The study’s findings open new avenues for future research to investigate the role of choline transporters in disorders related to habituation. This work may have far-reaching implications for our understanding of several neurological disorders.

Hamid adds, “Our study brings to the fore a new perspective of Choline Transporter function. It gives an insight into the mechanism of ‘Habituation’, a conserved phenomenon across the animal kingdom that enables an organism to focus attention only on salient sensory stimuli in the surroundings and ignore inconsequential stimuli.”

About this neuroscience research news

Author: Press Office
Source: PLOS
Contact: Press Office – PLOS
Image: The image is credited to Mrunal Nagaraj Kulkarni 

Original Research: Open access.
Choline Transporter regulates olfactory habituation via a neuronal triad of excitatory, inhibitory and mushroom body neurons” by Hamid R, Sant HS, Kulkarni MN. PLOS Genetics


Abstract

Choline Transporter regulates olfactory habituation via a neuronal triad of excitatory, inhibitory and mushroom body neurons

Choline is an essential component of Acetylcholine (ACh) biosynthesis pathway which requires high-affinity Choline transporter (ChT) for its uptake into the presynaptic terminals of cholinergic neurons.

Previously, we had reported a predominant expression of ChT in memory processing and storing region of the Drosophila brain called mushroom bodies (MBs). It is unknown how ChT contributes to the functional principles of MB operation. Here, we demonstrate the role of ChT in Habituation, a non-associative form of learning. Odour driven habituation traces are laid down in ChT dependent manner in antennal lobes (AL), projection neurons (PNs), and MBs.
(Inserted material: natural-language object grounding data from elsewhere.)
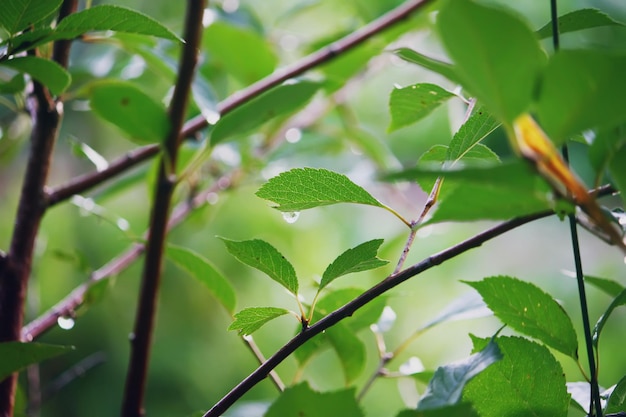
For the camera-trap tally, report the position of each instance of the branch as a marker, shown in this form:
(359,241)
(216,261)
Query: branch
(141,340)
(328,53)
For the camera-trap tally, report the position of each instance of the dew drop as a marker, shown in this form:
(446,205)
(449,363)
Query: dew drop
(291,216)
(66,323)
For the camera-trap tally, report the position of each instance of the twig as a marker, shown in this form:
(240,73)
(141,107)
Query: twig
(141,339)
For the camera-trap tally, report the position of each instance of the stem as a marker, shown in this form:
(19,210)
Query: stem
(141,339)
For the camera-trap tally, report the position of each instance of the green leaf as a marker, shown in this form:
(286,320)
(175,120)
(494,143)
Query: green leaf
(528,380)
(15,356)
(17,15)
(590,97)
(447,385)
(411,104)
(529,310)
(109,17)
(279,101)
(241,52)
(47,72)
(264,257)
(249,320)
(617,400)
(496,55)
(122,103)
(618,301)
(360,258)
(301,401)
(579,20)
(201,268)
(305,188)
(441,68)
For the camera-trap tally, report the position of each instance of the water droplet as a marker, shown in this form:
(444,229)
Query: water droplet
(291,216)
(66,323)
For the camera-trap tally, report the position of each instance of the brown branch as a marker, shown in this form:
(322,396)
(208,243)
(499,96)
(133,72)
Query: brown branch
(328,53)
(141,340)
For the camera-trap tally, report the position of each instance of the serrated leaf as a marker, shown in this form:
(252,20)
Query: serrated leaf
(496,55)
(278,101)
(579,20)
(360,258)
(201,269)
(618,301)
(267,259)
(241,52)
(528,379)
(301,401)
(411,104)
(15,356)
(249,320)
(110,17)
(47,72)
(447,385)
(122,103)
(441,68)
(590,97)
(529,310)
(17,15)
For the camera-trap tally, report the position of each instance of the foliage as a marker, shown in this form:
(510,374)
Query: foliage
(280,103)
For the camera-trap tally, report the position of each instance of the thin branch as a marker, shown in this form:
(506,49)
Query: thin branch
(328,53)
(141,340)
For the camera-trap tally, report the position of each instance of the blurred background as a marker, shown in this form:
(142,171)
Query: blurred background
(195,360)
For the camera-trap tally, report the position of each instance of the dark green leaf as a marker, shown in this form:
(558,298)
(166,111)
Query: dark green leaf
(496,55)
(249,320)
(411,104)
(590,97)
(200,268)
(305,188)
(109,17)
(278,101)
(17,15)
(360,258)
(618,301)
(264,257)
(447,385)
(529,310)
(15,356)
(301,401)
(439,67)
(133,111)
(528,380)
(579,20)
(47,72)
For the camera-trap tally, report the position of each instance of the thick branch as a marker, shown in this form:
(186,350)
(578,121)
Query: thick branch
(141,340)
(332,51)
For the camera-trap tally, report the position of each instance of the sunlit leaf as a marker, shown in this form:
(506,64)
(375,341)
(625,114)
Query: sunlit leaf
(579,20)
(618,301)
(446,387)
(300,401)
(249,320)
(305,188)
(496,55)
(360,258)
(278,101)
(47,72)
(15,356)
(529,310)
(528,379)
(19,14)
(201,268)
(122,103)
(266,258)
(410,104)
(590,97)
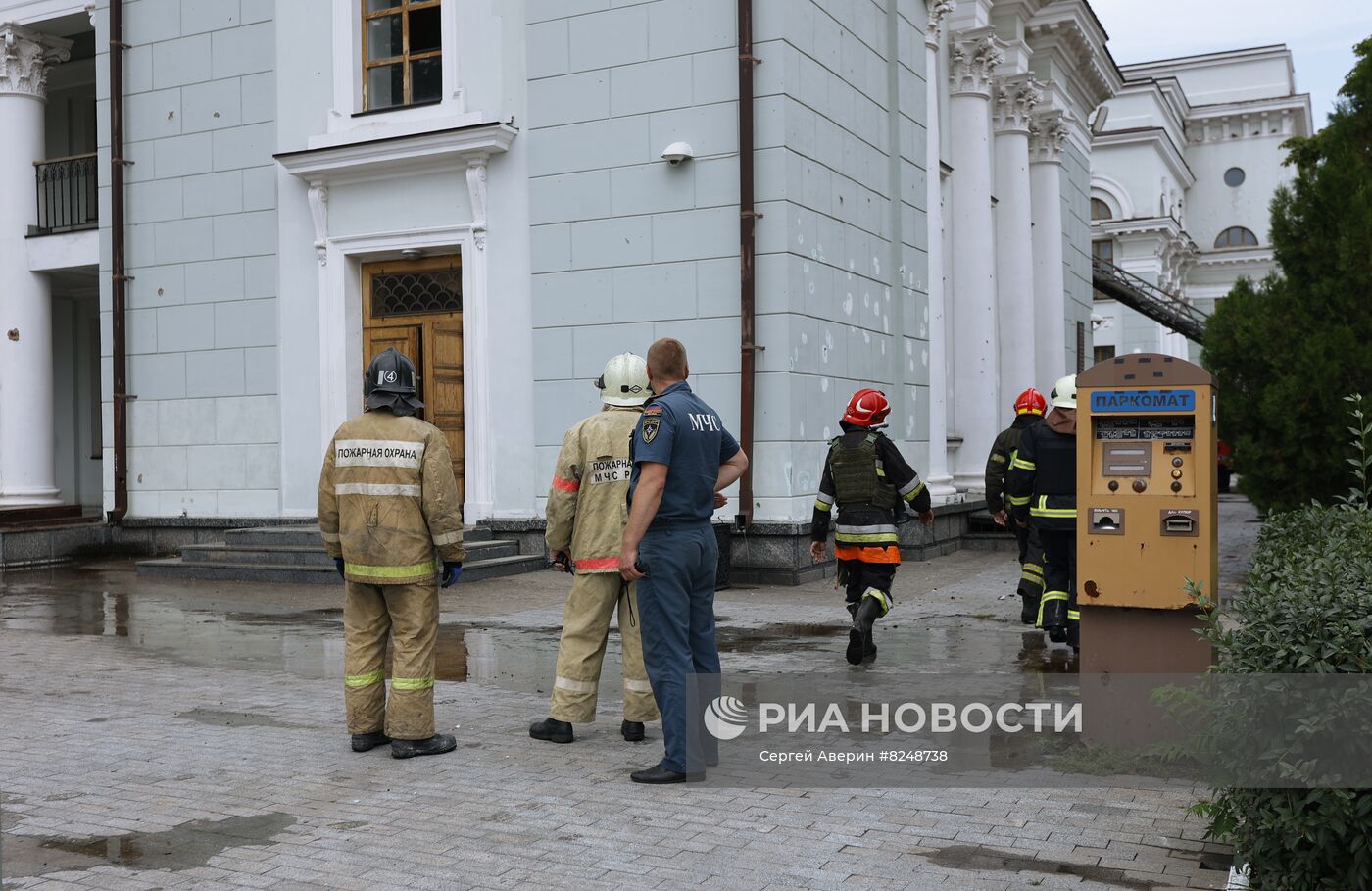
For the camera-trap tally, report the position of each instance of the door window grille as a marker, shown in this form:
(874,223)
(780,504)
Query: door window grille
(416,293)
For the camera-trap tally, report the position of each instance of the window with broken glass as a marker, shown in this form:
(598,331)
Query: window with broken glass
(402,52)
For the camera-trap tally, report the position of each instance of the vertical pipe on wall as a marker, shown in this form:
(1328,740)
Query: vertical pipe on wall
(747,225)
(906,425)
(119,271)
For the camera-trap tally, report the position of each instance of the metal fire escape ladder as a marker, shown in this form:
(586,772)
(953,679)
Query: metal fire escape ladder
(1149,300)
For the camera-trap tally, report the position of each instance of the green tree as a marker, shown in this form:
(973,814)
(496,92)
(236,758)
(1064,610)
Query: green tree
(1286,350)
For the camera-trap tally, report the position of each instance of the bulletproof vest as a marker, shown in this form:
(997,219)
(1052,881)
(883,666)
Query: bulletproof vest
(854,470)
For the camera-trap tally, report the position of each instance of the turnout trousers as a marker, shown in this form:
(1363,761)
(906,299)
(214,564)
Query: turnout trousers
(582,650)
(1031,565)
(867,579)
(676,604)
(1058,609)
(408,616)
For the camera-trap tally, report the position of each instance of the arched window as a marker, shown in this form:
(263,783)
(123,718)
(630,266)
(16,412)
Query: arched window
(1237,236)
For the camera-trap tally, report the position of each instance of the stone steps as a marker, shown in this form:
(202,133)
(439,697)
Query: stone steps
(295,555)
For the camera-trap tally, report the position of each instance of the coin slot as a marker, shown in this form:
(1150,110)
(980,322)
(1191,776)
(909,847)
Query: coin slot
(1106,520)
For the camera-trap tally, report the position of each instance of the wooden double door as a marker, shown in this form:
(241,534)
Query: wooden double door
(416,307)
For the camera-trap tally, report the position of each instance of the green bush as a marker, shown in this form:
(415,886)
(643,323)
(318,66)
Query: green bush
(1286,349)
(1305,610)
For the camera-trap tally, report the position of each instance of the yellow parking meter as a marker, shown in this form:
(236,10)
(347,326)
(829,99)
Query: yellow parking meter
(1148,513)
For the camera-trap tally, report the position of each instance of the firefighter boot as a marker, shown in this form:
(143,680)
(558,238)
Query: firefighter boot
(367,742)
(435,744)
(552,730)
(859,638)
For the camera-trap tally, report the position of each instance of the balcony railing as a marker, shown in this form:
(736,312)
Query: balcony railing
(66,192)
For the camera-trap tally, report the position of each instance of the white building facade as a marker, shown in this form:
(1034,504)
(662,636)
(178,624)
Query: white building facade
(480,184)
(1184,164)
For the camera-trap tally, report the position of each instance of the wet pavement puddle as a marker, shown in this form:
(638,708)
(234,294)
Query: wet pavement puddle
(976,857)
(309,643)
(182,847)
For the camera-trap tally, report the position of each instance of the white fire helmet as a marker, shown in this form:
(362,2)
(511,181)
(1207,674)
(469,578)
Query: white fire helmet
(624,380)
(1065,393)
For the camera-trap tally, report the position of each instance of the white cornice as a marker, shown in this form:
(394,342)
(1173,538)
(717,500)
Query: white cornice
(1136,226)
(34,11)
(1158,139)
(1235,257)
(1287,116)
(398,155)
(1069,29)
(1166,68)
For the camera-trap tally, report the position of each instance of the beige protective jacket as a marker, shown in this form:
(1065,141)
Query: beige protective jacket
(388,500)
(587,503)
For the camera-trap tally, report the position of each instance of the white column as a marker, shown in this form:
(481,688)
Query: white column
(1015,99)
(939,480)
(27,472)
(1050,301)
(971,57)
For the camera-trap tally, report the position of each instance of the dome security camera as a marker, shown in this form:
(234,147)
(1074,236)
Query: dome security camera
(676,153)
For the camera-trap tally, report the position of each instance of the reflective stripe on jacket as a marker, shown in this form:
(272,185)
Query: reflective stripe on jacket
(866,531)
(1043,475)
(998,463)
(388,500)
(587,500)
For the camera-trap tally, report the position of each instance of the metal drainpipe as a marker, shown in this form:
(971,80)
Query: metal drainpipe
(747,224)
(119,272)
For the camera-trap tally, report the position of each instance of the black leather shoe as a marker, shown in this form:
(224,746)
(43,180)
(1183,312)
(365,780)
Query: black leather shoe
(552,730)
(659,774)
(435,744)
(367,742)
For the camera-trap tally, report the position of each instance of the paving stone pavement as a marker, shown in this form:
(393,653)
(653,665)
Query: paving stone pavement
(141,754)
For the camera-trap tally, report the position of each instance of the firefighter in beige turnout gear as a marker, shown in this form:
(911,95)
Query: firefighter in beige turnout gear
(586,515)
(387,501)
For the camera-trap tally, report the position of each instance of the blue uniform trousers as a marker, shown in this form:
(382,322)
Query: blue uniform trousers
(676,603)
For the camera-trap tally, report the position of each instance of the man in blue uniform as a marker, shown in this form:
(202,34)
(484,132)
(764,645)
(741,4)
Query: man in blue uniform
(682,459)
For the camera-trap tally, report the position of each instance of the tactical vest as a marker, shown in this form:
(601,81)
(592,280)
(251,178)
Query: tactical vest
(855,475)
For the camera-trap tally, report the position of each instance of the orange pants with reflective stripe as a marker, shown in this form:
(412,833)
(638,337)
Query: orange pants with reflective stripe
(408,617)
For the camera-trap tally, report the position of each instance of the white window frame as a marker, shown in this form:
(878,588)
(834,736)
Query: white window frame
(347,112)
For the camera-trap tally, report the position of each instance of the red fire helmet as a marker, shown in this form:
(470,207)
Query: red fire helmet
(1031,403)
(867,408)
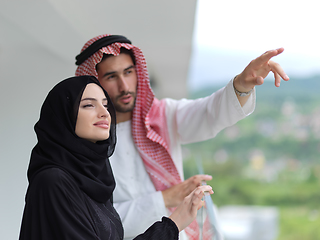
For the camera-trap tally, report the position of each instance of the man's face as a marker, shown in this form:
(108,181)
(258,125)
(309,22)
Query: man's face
(117,75)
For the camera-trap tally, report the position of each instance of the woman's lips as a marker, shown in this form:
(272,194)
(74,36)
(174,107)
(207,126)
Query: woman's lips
(102,124)
(126,98)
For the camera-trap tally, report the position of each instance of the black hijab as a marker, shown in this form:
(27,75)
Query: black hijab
(59,147)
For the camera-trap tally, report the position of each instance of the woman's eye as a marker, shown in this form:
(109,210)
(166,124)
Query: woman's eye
(110,77)
(87,105)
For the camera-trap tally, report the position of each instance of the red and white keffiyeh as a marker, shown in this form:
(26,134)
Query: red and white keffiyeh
(149,126)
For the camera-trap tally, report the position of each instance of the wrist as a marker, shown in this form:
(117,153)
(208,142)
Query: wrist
(239,90)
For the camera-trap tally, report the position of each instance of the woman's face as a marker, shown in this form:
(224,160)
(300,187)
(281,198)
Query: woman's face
(94,120)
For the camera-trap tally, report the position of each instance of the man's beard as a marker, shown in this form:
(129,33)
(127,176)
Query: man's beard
(123,108)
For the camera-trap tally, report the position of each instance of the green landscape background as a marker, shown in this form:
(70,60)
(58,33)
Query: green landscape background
(271,158)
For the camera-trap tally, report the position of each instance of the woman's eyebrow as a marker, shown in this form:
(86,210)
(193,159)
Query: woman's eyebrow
(93,99)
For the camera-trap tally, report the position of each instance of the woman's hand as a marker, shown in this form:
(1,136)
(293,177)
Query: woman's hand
(186,211)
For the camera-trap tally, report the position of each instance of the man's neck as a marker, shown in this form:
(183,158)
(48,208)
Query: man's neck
(123,117)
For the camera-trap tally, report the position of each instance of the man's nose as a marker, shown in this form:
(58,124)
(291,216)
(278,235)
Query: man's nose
(123,85)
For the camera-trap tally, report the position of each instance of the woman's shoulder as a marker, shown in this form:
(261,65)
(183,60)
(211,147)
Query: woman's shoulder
(54,179)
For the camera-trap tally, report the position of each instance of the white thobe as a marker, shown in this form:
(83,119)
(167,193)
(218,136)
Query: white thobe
(135,198)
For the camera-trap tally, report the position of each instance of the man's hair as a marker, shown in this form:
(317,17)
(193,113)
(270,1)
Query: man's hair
(122,50)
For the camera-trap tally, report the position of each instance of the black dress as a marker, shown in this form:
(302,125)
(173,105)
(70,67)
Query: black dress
(70,181)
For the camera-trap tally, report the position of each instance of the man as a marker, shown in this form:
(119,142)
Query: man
(147,162)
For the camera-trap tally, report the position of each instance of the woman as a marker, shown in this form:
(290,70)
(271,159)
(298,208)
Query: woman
(70,181)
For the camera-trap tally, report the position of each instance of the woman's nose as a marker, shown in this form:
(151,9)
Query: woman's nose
(103,112)
(123,85)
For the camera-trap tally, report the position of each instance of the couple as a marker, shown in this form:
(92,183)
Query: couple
(159,127)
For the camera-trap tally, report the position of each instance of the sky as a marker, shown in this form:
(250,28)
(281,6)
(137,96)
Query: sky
(229,34)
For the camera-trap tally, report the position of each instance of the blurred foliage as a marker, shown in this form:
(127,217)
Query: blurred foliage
(271,158)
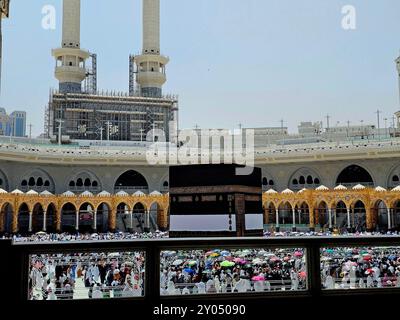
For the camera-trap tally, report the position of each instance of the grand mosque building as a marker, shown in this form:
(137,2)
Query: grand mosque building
(61,184)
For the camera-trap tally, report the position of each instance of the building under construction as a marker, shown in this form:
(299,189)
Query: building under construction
(77,111)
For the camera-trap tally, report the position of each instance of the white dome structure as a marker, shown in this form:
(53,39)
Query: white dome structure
(68,194)
(104,194)
(17,191)
(46,193)
(86,194)
(32,193)
(156,193)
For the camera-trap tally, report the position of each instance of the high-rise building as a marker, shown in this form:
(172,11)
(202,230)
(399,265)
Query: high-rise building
(82,112)
(4,12)
(18,123)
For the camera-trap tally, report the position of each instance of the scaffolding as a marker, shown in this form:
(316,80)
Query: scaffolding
(90,84)
(108,115)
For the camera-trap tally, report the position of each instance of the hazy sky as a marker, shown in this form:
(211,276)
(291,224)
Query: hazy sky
(232,61)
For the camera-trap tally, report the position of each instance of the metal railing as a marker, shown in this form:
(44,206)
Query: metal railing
(17,266)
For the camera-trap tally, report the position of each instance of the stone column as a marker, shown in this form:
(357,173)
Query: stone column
(266,215)
(146,220)
(95,220)
(277,218)
(294,218)
(369,218)
(30,221)
(348,219)
(58,220)
(77,220)
(330,219)
(44,220)
(112,222)
(312,218)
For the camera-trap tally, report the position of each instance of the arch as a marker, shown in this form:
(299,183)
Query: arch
(359,216)
(103,212)
(36,181)
(285,214)
(269,213)
(394,177)
(86,217)
(132,181)
(340,216)
(381,215)
(267,180)
(51,212)
(302,216)
(23,219)
(4,181)
(37,217)
(6,218)
(353,175)
(39,182)
(68,217)
(157,216)
(143,216)
(322,215)
(124,217)
(396,215)
(305,178)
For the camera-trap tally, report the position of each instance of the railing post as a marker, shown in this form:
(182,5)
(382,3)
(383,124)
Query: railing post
(30,221)
(313,269)
(152,275)
(77,220)
(44,220)
(277,219)
(348,220)
(294,219)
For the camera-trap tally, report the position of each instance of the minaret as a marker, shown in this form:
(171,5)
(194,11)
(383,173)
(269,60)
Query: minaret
(398,71)
(4,12)
(151,64)
(70,59)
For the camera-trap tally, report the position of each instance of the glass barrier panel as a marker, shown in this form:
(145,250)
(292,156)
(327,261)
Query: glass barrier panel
(229,271)
(77,276)
(344,268)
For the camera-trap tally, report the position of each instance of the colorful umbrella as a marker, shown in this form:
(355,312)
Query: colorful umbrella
(177,262)
(227,264)
(258,278)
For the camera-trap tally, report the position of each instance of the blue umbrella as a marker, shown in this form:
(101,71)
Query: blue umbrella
(188,270)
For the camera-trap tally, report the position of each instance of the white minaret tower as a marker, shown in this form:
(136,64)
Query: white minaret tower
(151,64)
(397,114)
(70,59)
(398,71)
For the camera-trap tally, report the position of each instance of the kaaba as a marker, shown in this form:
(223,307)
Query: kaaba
(213,201)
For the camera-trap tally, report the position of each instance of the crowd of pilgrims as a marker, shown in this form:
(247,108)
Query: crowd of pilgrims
(109,236)
(351,268)
(86,276)
(223,271)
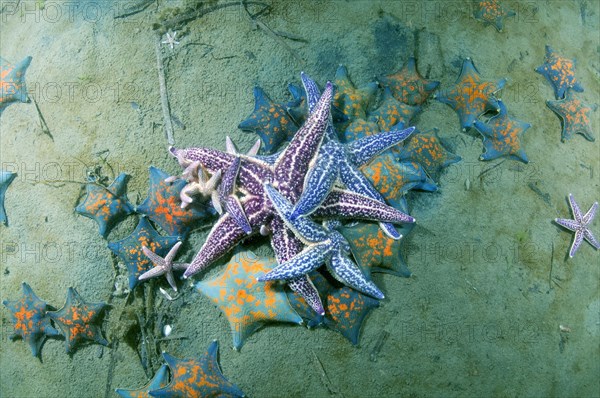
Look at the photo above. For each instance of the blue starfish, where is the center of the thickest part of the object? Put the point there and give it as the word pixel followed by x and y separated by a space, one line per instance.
pixel 159 380
pixel 341 161
pixel 471 96
pixel 78 320
pixel 580 225
pixel 391 112
pixel 393 178
pixel 270 121
pixel 346 310
pixel 492 12
pixel 323 245
pixel 163 205
pixel 287 171
pixel 560 72
pixel 408 86
pixel 502 136
pixel 247 304
pixel 131 249
pixel 6 177
pixel 575 115
pixel 12 82
pixel 106 205
pixel 427 150
pixel 197 378
pixel 353 102
pixel 30 320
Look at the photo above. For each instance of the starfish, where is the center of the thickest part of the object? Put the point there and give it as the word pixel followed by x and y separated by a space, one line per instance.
pixel 163 266
pixel 286 171
pixel 575 116
pixel 131 249
pixel 492 12
pixel 270 121
pixel 375 252
pixel 471 96
pixel 159 380
pixel 427 150
pixel 341 161
pixel 323 245
pixel 502 136
pixel 77 320
pixel 579 225
pixel 195 378
pixel 408 85
pixel 30 320
pixel 560 72
pixel 106 205
pixel 393 178
pixel 6 177
pixel 198 182
pixel 246 303
pixel 12 82
pixel 171 39
pixel 163 205
pixel 352 101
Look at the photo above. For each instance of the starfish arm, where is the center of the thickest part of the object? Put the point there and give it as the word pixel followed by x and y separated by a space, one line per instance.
pixel 293 163
pixel 575 208
pixel 319 181
pixel 211 159
pixel 364 149
pixel 349 274
pixel 224 235
pixel 573 225
pixel 216 201
pixel 587 234
pixel 235 210
pixel 172 253
pixel 303 227
pixel 589 216
pixel 312 91
pixel 356 181
pixel 576 243
pixel 152 273
pixel 228 181
pixel 307 260
pixel 155 258
pixel 180 266
pixel 305 288
pixel 346 204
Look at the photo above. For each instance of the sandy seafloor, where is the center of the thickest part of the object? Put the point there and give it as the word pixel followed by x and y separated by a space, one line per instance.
pixel 481 314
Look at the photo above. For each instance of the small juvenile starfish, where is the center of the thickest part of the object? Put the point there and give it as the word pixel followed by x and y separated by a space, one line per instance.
pixel 171 39
pixel 163 266
pixel 323 245
pixel 579 225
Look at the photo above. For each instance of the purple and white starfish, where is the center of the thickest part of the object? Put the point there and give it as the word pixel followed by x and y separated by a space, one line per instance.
pixel 579 225
pixel 337 161
pixel 324 245
pixel 285 172
pixel 163 266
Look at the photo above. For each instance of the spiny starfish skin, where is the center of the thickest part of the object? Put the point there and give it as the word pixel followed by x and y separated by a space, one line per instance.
pixel 323 246
pixel 560 72
pixel 341 161
pixel 163 266
pixel 471 96
pixel 580 225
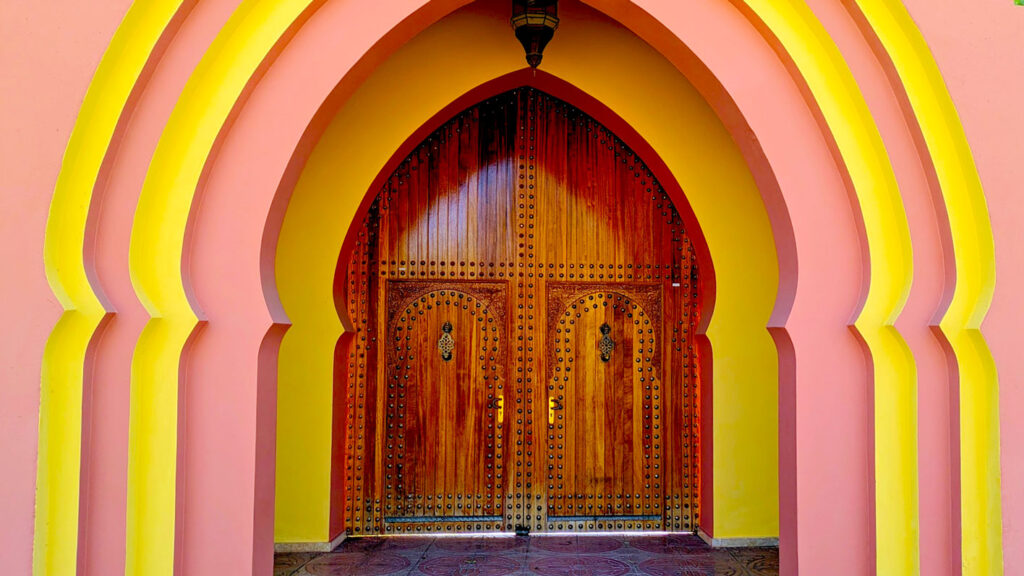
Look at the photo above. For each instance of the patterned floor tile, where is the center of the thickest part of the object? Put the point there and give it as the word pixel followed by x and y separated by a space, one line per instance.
pixel 288 564
pixel 553 554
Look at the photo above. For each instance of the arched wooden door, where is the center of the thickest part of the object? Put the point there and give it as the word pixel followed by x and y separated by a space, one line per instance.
pixel 524 299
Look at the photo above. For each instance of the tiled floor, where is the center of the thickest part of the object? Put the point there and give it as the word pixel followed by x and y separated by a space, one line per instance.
pixel 677 554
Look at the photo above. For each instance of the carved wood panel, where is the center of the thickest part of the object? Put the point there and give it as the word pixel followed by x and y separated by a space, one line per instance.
pixel 516 209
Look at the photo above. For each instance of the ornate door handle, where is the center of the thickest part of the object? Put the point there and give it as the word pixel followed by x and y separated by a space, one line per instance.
pixel 446 342
pixel 553 404
pixel 498 403
pixel 605 344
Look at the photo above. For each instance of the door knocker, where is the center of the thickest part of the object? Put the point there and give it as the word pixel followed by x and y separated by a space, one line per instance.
pixel 445 343
pixel 606 344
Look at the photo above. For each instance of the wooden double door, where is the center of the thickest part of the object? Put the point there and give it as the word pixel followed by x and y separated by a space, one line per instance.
pixel 523 298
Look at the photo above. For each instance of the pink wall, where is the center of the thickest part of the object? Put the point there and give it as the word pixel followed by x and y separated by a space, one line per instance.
pixel 982 63
pixel 49 51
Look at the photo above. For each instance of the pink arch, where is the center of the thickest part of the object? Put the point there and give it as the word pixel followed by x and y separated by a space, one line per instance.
pixel 253 176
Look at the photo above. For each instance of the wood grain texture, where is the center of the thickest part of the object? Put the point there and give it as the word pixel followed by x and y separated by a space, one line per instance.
pixel 519 230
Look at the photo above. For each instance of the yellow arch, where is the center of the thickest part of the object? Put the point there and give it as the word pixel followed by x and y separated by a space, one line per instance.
pixel 857 138
pixel 971 232
pixel 57 478
pixel 453 56
pixel 155 262
pixel 250 34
We observed that reduced habituation due to knock-down of ChT in MBs causes hypersensitivity towards odour, suggesting that ChT also regulates incoming stimulus suppression. Importantly, we show for the first time that ChT is not unique to cholinergic neurons but is also required in inhibitory GABAergic neurons to drive habituation behaviour.

Our results support a model in which ChT regulates both habituation and incoming stimuli through multiple circuit loci via an interplay between excitatory and inhibitory neurons. Strikingly, the lack of ChT in MBs shows characteristics similar to the major reported features of Autism spectrum disorders (ASD), including attenuated habituation, sensory hypersensitivity as well as defective GABAergic signalling.

Our data establish the role of ChT in habituation and suggest that its dysfunction may contribute to neuropsychiatric disorders like ASD.